A 10-year-old boy presented as a second opinion from another retina specialist for bilateral iridocyclitis and evaluation to start immunomodulating therapy. He initially presented to his local retina specialist with bilateral decreased vision. Per his initial exam, he was found to have trace flare but no cell on exam, and no other abnormalities on posterior segment exam.
Optical coherence tomography (OCT) revealed bilateral cystoid macular edema (CME). He was initially treated with topical steroids, and later with bilateral dexamethasone intravitreal implants, neither which showed efficacy. His initial uveitis work-up revealed negative results for rheumatoid factor, antinuclear antibody, Quantiferon-TB Gold, human leukocyte antigen (HLA) B27, serum angiotensin converting enzyme, and rapid plasma reagin (RPR).
PRESENTATION + EXAM
On history and review of symptoms, the patient did not endorse any typical signs or symptoms of pediatric uveitis, including photophobia, joint pain or swelling, or rash.

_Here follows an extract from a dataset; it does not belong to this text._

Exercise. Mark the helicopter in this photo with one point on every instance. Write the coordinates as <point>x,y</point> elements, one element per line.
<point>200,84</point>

Visual acuity was 20/50 both eyes. Intraocular pressure was elevated at 37 mm Hg in the right eye and 34 mm Hg in the left eye. Slit-lamp biomicroscopy was normal, including no cell in the anterior chamber.
Posteriorly, both eyes symmetrically exhibited central macular edema with loss of foveal reflex, and few, scattered bony spicules with uniform white circular flecks in the inferior periphery (Figure 1A).
OCT revealed center-involving CME with ellipsoid zone and outer retinal atrophy surrounding the macular edema (Figure 2). Autofluorescence imaging showed blocked fluorescence corresponding to both the bone spicules and hypopigmented circular flecks noted on exam, as well as hyperfluorescence in the peripheral macula.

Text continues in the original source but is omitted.